V1 and V2 share several CLI names but the underlying data are different datasets — different sensors, splits, label spaces, or normalisation conventions:

  • m-bigearthnet (V1) — original BigEarthNet, 43-class multilabel scene tags, S2 top-of-atmosphere DN. benv2 (V2) — BigEarthNet v2.0 with 19-class multilabel and stacked S1 + S2.

  • m-so2sat (V1) — 18-band stack including LCZ context. so2sat (V2) — 10 S2 + 2 S1 bands stored at reflectance scale.

  • m-forestnet (V1) — Landsat-8 6-band uint8. forestnet (V2) — Sentinel-2 6-band uint8 with a different split than V1 despite the same channel count.

The leaderboard prefixes panel titles with GeoBench V1 / GeoBench V2 so V1 and V2 results are never compared on the same axis.

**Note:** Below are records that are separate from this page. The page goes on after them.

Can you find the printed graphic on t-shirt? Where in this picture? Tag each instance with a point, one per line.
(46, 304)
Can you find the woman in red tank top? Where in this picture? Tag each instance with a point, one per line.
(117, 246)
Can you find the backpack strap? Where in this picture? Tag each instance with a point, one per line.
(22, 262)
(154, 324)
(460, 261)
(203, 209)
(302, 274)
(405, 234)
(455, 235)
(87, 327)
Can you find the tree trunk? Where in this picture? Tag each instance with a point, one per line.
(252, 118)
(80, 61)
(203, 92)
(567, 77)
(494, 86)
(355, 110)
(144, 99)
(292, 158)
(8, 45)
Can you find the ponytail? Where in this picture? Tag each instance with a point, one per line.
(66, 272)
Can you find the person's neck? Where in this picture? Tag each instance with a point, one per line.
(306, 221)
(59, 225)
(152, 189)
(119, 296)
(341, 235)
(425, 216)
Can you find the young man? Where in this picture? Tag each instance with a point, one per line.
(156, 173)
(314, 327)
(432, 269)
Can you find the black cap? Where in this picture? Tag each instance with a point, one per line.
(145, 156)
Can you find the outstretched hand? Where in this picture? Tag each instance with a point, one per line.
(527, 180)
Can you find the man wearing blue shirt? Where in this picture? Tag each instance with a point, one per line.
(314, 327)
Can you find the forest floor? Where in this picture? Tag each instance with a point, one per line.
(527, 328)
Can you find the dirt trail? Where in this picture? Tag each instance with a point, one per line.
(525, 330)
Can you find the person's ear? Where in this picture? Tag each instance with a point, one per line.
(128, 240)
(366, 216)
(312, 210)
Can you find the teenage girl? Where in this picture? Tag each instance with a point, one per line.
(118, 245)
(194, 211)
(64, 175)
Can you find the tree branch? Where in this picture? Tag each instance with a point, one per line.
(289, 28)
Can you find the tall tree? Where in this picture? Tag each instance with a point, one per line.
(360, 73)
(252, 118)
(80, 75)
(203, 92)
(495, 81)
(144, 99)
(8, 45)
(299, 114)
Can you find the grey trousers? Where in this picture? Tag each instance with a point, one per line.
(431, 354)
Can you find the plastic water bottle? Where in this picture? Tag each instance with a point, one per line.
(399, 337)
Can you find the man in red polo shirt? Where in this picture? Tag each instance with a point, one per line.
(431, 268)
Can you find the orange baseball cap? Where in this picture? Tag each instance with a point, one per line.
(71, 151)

GeoBench V2 — segmentation#

CLI name

#cls

bands

notes

Class

burn_scars

3

6

BurnScars

caffe

4

1

aerial grayscale

CaFFe

cloudsen12

4

12

CloudSEN12

dynamic_earthnet

7

16

DynamicEarthNet

flair2

13

5

aerial + Sentinel-2

FLAIR2

fotw

4

4

Fields of the World

FieldsOfTheWorld

kuro_siwo

4

3

SAR vv / vh + DEM (no RGB triplet)

KuroSiwo

pastis

20

16

Sentinel-2 + Sentinel-1 (multi-modal)

PASTIS

spacenet2

3

9

WorldView 8-band + pan

SpaceNet2

spacenet7

3

3

SpaceNet7

Other#

CLI name

Class

eurosat

EuroSAT (torchgeo wrapper, random split)

eurosat-spatial

EuroSATSpatial (longitude-based split)

Selecting datasets#

Pass a single dataset, a comma-separated list, or all to evaluate every registered dataset:

$ torchgeo-bench run dataset.names=[m-eurosat]
$ torchgeo-bench run dataset.names=[burn_scars,pastis,flair2]
$ torchgeo-bench run dataset.names=all

Bands selection#

Each dataset declares an ordered list of BandSpec objects. Three modes are supported:

  • dataset.bands=rgb (default) — only the bands listed in rgb_bands.

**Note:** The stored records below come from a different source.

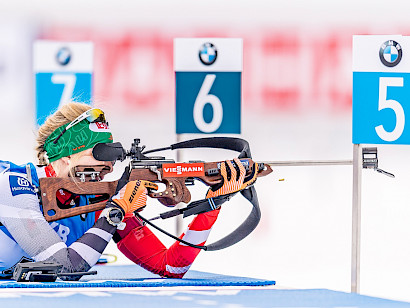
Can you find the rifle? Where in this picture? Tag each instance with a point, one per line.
(175, 176)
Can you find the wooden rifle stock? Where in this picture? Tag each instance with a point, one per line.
(174, 176)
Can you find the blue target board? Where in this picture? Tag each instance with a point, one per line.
(381, 89)
(63, 73)
(208, 73)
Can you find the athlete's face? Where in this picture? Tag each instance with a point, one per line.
(86, 158)
(64, 166)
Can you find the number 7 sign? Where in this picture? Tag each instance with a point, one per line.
(381, 97)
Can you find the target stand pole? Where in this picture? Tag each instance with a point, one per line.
(356, 217)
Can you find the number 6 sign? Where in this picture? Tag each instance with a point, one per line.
(381, 93)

  • dataset.bands=all — every band the dataset exposes.

  • dataset.bands=[red,green,blue,nir] — an explicit subset.

The runner derives num_channels from the loaded tensor and constructs the matching list[BandSpec] so the model wrapper can size its input layer and per-channel normalization correctly. The selected bands value is recorded in the results CSV so multiple runs writing to the same file (and resume=true) keep RGB and multispectral results distinguishable.

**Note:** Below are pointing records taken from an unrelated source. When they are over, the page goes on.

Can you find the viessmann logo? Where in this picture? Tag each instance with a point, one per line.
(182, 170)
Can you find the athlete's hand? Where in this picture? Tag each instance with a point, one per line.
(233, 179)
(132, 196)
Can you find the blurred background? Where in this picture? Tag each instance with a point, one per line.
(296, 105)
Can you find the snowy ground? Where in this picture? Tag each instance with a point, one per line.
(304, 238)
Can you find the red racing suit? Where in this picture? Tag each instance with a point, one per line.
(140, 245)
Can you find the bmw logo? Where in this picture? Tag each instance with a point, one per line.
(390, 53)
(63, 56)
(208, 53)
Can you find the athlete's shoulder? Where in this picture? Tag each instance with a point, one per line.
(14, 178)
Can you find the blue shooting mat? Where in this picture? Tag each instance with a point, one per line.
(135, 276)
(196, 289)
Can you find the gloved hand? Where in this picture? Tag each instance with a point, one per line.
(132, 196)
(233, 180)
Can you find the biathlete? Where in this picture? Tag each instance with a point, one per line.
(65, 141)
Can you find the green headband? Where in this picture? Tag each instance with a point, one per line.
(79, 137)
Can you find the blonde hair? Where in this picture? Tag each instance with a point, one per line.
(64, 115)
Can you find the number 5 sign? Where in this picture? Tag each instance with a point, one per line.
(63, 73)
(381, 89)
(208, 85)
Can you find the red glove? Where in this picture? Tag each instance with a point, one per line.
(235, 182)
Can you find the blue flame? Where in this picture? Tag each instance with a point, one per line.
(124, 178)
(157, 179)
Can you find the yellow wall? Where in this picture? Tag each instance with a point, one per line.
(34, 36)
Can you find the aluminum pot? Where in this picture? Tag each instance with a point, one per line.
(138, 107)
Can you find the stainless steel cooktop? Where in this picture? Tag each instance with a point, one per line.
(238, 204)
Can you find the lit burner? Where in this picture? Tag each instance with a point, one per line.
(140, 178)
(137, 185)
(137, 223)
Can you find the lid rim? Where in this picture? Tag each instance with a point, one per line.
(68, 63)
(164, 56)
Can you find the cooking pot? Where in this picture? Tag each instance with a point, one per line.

$ # All 13 Sentinel-2 bands on EuroSAT with a pretrained timm ResNet-18
$ torchgeo-bench run model=timm/resnet18 dataset.names=[m-eurosat] dataset.bands=all

Multi-modality (V2)#

Several V2 datasets are multi-sensor (e.g. treesatai = aerial + S2 + S1, pastis = S2 + S1, kuro_siwo = SAR + DEM). Their wrappers set band_order_strategy = "by_sensor" and the V2 base class groups BandSpec entries by sensor before passing them to the upstream geobench_v2 loader. End users do not need to do anything special — set dataset.bands=all (or an explicit subset) and the right per-modality tensors are concatenated into a single image key.

Model compatibility#

  • timm wrappers rebuild the input conv for any num_channels.

  • RCFBench and ImageStatsBench are band-agnostic.

  • The torchgeo RGB-only wrappers hold fixed-channel pretrained weights and don’t currently adapt to non-RGB inputs — see #16.

  • TorchGeoDOFABench accepts variable channels via wavelength tokens but the current wrapper hard-codes Sentinel-2 RGB wavelengths — see #15.

Data partitions (V1 only)#

V1 datasets honour the dataset.partition argument (which selects one of the partition JSON files distributed with each dataset). V2 datasets ignore it.

$ # Train on 1% of the V1 training split, write to a separate CSV
$ torchgeo-bench run dataset.partition=0.01x_train output=results/1pct.csv

Common partition values: default, 0.01x_train, 0.02x_train, 0.05x_train, 0.10x_train, 0.20x_train, 0.50x_train, 1.00x_train. The exact set available depends on which partition JSON files ship with the dataset.